Visual arts teacher Art Tobias works on a pot. He has taught art at the school for 25 years and is retiring after this year. He will continue working on ceramics, writing his book “Cowboys to Cab Guys” and rebuilding the engine for the sports car.

Visual arts teacher Art Tobias will retire after 25 years of teaching at Harvard-Westlake to continue working in his ceramics studio and on other projects that are “halfway completed.”

Tobias began teaching in a reform school system in Arkansas for eight years and moved to California to teach at the Pilgrim School for another three years.

After deciding that the pay and facilities were better, Tobias started teaching at Harvard School in 1989, he said.

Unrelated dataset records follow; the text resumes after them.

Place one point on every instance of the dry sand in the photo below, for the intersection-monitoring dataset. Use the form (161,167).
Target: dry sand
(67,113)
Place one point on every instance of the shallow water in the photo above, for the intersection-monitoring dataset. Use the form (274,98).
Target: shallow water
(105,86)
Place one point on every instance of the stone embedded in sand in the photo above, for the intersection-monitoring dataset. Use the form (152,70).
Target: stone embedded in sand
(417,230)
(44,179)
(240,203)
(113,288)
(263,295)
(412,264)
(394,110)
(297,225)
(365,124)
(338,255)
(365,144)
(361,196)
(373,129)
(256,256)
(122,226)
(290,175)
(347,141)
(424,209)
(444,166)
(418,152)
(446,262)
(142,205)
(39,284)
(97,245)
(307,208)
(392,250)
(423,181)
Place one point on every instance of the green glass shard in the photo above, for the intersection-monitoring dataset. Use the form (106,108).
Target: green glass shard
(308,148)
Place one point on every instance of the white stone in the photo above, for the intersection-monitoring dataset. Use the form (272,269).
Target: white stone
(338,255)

“Harvard School had very strong visual and performing arts combined, and I really liked that,” Tobias said. “And I liked the vision of all the arts being taught together from a unified conceptual base.”

Although after the merger of Harvard School and Westlake School, the visual and performing arts departments were separated, Tobias has enjoyed teaching a variety of arts, he said.

He has taught almost all levels of media, started the three-year animation program, and taught all levels of architecture and drawing and painting.

Eight years ago, Tobias started teaching AP Art History.

Tobias will work on ceramics, continue writing his book and rebuild the engine for his sports car.

“I can [retire] because I am at an age where I can be collecting money from my Social Security account and because I want to,” Tobias said. “And I have a lot of various things to catch up on.”

He has been working on his book with the working title “Cowboys to Cab Guys” for about three years and hopes to finish it in his retirement, he said.

The book is about the cultural history behind the popularity of cowboys and cowgirls during the baby boom generation.

“Dr. T was not only an amazing teacher, but a mentor that we could all comfortably talk to and work with,” Diana Kim ’15 said. “He taught us everything he knew with humor and sensitivity and often came before school and stayed late afterwards to take care of our works.”

His students will not only take their ceramics skills with them to college, but also the experience of studying under a “caring” and “passionate” teacher, Kim said.